When It Comes To AI, Flash Is Getting Smaller And Bigger

Sponsored We all know AI and machine learning rely on vast amounts of data, just as we all know the Internet is largely cat videos and other user-generated content no one ever looks at.

Although the latter may well account for a large amount of the 6.72 ZB of data that is currently stored worldwide, according to IDC’s StorageSphere report, the former is a driving factor behind the 19.2 per cent CAGR in storage volumes projected between now and 2025.

Even as system builders weigh up the pros and cons of CPUs and GPUs, IDC predicts it is the storage element of AI hardware that is set to grow fastest this year, with revenues up 31.8 percent, compared to 26.4 percent for AI servers. To put that in context, revenues for the wider global data center systems market are expected to grow 7.7 percent in 2021, according to Gartner forecasts.

And when we talk about AI storage, we’re really talking about flash. Last year, IDC cited all-flash object stores, along with new data generation and the adoption of high performance parallel file systems, as one of the reasons why storage revenue growth would outstrip server growth.

When it comes to AI, machine learning, and other data hungry applications, the onset of SSDs on NVM-Express has changed everything, opening up the bottlenecks that had often left the ever-growing number of cores in modern CPUs – and GPUs – woefully under-utilized.

“The AI engines are often driven by data that you want in DRAM,” says Eric Pike, senior director for cloud enterprise flash marketing at Western Digital. “But system limitations mean there’s only so much DRAM you can put in front of a processor.”

And even if those system limitations didn’t exist, there is no escaping DRAM’s substantial price premium. “Eventually,” says Pike, “You need to reach beyond that. That’s where very large scale SSDs have become really advantageous.”

But raw capacity alone is not the only factor to consider when matching SSD storage to AI and machine learning workloads. Machine learning and AI operations can broadly speaking be split into two key phases, and each phase has distinct requirements and imposes different demands on the storage component of the system.

In the training phase, where the model or algorithm is being built and refined, a framework is put to work on a large training dataset. For example, a movie streaming service building a recommendation engine might train its algorithm to predict users’ preferences, using a dataset of what users had watched – and not watched – in the past, along with other their other interactions with the service.

Once the model or algorithm has been built, the focus turns to inference, or the use of the trained model or algorithm in production to deliver predictions or results. In the case of the movie recommendation engine, when a viewer uses the service, the algorithm predicts and highlights other items they should enjoy.

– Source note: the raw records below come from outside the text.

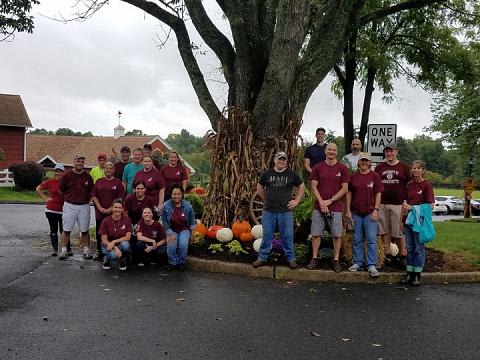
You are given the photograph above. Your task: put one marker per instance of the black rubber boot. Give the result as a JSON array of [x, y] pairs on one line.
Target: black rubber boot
[[408, 278], [416, 279]]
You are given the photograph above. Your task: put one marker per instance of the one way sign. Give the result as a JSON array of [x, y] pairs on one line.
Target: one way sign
[[379, 136]]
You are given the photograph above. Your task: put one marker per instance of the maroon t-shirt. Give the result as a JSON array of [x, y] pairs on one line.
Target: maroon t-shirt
[[76, 188], [119, 166], [55, 202], [154, 231], [152, 179], [419, 193], [135, 207], [364, 187], [394, 179], [330, 179], [178, 221], [173, 175], [106, 191], [115, 229]]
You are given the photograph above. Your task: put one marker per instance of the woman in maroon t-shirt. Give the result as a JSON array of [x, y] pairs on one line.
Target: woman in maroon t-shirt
[[53, 207], [116, 231], [151, 238], [419, 191]]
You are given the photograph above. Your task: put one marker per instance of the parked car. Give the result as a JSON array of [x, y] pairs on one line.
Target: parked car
[[439, 208], [454, 205], [475, 207]]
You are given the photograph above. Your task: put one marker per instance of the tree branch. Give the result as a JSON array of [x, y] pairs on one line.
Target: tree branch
[[216, 40], [185, 48], [406, 5]]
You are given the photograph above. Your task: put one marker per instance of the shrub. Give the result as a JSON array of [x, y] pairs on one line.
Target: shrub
[[197, 204], [27, 175]]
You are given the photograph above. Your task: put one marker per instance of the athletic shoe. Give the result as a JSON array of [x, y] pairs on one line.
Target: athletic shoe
[[122, 264], [312, 265], [372, 270], [354, 268], [63, 255], [257, 263]]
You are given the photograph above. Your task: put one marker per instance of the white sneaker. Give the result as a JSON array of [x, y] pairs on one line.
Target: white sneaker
[[372, 270], [354, 268]]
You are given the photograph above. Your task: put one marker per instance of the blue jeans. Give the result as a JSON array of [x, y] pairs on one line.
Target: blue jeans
[[364, 228], [285, 225], [415, 250], [124, 247], [178, 249]]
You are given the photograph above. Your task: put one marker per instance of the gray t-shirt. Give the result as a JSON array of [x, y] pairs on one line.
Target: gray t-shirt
[[278, 189]]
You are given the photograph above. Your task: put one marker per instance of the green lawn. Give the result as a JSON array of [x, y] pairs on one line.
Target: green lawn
[[454, 192], [458, 237], [7, 194]]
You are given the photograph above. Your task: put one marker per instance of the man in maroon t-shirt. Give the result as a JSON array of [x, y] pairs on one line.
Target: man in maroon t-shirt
[[76, 186], [395, 175], [329, 185]]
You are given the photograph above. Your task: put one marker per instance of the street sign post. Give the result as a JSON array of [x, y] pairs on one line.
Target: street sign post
[[379, 136]]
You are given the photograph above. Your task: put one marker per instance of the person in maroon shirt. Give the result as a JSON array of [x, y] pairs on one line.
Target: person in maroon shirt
[[104, 191], [395, 175], [174, 173], [363, 201], [419, 191], [329, 185], [151, 238], [54, 207], [116, 231], [124, 160], [155, 185], [76, 186]]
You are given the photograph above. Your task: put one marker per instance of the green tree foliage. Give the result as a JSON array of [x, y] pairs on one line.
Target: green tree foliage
[[14, 17]]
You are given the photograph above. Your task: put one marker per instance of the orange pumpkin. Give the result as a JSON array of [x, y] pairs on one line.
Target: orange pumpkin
[[246, 237], [239, 227], [212, 231], [202, 229]]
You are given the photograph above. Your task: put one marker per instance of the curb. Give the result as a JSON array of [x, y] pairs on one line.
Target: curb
[[284, 273]]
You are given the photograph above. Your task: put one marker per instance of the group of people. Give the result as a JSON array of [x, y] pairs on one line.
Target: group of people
[[129, 199], [378, 201]]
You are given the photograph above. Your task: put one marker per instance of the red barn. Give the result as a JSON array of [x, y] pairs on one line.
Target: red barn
[[14, 121]]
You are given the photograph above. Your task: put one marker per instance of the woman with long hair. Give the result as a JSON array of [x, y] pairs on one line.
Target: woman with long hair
[[178, 218]]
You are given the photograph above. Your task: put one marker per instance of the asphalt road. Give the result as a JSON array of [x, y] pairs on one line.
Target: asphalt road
[[75, 310]]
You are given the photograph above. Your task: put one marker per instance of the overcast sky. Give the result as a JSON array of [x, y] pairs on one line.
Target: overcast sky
[[78, 75]]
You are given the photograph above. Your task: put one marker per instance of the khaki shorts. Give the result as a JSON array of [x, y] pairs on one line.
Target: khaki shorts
[[390, 220], [320, 220]]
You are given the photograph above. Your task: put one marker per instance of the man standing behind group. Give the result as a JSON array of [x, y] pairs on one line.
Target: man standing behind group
[[351, 160], [329, 186], [131, 170], [314, 154], [124, 161], [76, 186], [275, 188], [395, 175]]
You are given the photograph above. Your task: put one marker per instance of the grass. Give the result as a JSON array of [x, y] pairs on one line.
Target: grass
[[454, 192], [8, 194], [458, 237]]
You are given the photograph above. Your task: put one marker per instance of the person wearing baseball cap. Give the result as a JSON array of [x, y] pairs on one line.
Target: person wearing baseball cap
[[98, 171], [275, 189], [363, 202], [395, 175]]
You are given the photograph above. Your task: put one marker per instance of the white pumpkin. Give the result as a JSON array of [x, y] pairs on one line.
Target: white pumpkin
[[393, 249], [224, 235], [257, 231], [256, 244]]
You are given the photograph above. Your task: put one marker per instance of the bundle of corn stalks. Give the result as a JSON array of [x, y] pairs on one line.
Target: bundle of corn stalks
[[237, 160], [347, 249]]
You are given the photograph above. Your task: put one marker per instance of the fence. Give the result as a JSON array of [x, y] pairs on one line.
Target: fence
[[6, 178]]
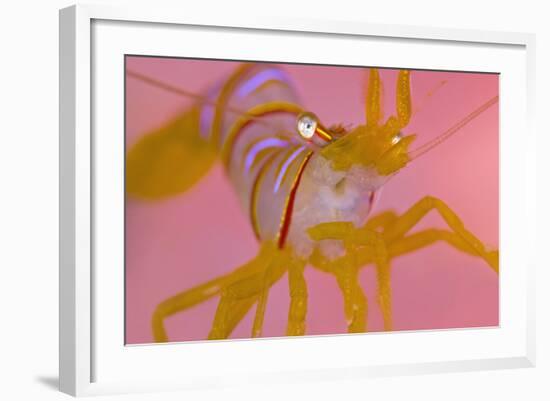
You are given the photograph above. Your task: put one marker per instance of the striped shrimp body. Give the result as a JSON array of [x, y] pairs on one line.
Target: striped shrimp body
[[307, 190], [285, 185]]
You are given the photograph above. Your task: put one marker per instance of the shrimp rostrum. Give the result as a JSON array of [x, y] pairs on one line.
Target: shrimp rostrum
[[307, 189]]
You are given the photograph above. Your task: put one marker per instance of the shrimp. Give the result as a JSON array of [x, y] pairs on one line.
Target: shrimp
[[308, 191]]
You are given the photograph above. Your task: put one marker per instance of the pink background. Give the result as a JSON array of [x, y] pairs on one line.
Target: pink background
[[175, 244]]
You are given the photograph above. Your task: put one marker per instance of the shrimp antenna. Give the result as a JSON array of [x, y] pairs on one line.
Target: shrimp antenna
[[416, 153], [203, 99]]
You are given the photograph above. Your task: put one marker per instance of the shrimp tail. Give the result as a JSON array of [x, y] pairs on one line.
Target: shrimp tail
[[169, 160]]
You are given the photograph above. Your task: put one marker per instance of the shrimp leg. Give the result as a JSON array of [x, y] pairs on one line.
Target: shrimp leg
[[272, 264], [201, 293], [410, 218], [298, 299]]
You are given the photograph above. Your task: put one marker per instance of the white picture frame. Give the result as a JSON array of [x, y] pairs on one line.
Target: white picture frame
[[92, 352]]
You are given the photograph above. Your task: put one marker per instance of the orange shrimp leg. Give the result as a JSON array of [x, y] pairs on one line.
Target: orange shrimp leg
[[365, 245], [355, 302], [201, 293], [270, 264], [298, 299], [358, 243], [410, 218]]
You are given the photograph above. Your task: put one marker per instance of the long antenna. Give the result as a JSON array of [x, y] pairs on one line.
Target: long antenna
[[182, 92], [416, 153]]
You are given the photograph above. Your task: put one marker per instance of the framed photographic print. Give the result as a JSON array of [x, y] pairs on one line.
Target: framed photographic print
[[341, 201]]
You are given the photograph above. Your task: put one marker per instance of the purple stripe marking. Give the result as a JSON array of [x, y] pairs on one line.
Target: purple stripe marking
[[257, 80], [285, 167], [258, 147]]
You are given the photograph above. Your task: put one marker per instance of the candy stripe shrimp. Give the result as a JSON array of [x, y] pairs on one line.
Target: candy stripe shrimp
[[308, 190]]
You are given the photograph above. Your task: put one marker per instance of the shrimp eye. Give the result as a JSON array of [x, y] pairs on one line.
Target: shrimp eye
[[307, 125], [312, 130], [397, 138]]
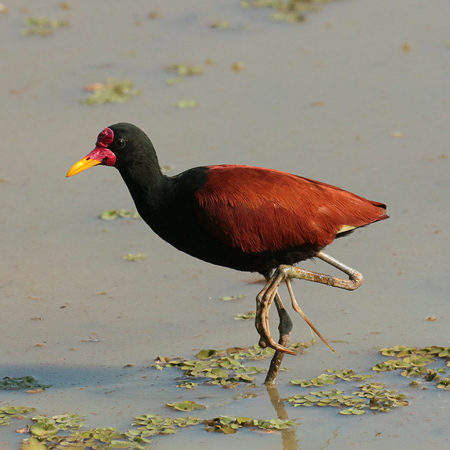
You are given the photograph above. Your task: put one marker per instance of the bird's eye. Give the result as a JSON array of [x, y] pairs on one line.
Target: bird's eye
[[120, 143]]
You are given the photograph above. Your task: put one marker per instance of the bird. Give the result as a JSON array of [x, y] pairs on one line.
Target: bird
[[246, 218]]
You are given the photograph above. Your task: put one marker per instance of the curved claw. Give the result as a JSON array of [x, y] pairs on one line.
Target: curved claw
[[263, 302]]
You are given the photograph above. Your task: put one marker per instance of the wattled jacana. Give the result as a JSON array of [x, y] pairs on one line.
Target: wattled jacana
[[246, 218]]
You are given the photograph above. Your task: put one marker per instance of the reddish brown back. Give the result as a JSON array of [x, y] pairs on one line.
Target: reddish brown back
[[259, 209]]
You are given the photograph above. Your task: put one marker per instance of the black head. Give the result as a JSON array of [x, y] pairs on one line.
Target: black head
[[121, 145]]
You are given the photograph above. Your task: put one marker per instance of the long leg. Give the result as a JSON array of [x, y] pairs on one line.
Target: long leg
[[285, 328], [283, 273]]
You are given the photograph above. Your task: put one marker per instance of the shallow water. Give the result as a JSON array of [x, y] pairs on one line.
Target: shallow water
[[324, 99]]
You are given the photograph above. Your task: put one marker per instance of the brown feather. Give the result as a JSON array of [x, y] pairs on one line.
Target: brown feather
[[259, 210]]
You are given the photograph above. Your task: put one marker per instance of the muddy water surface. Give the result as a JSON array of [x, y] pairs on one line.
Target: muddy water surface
[[357, 96]]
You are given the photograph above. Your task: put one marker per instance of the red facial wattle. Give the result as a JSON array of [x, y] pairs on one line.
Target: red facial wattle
[[100, 155]]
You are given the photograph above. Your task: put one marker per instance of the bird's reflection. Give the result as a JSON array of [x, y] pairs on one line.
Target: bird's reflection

Training is storage intensive, relying on a broad range of data to build the model. As Pike explains, this is where “You start talking about massive scale analytics, where we use terms like data lakes, where you start talking about hundreds of terabytes, petabytes and even exabytes of data.”

By contrast, Pike explains, inference is compute intensive. “You’re analyzing data in flight as you ingest it. You don’t need a large amount of capacity, because you basically just need to hold it long enough to analyze whatever you can immediately.”

Not All SSDs Are Created Equal

As Pike explains, there are characteristics that differentiate all SSDs. These include latency and quality of service, as well as read-specific performance.

However, when you focus on SSD options, random write performance stands out as one of the distinguishing factors. “In the SSD market, you get significant write performance improvement if you go from a SATA to SAS, and then go from the SAS to an NVM-Express. But then even within NVM-Express, we have different kind of categories or classifications… generally speaking when you get to the top end, you get the best random write performance.”

“When you look at these different ways to define performance, the fascinating thing that we’re seeing is you don’t necessarily need that extreme high performance with AI training, or very large data lake-scale workloads.”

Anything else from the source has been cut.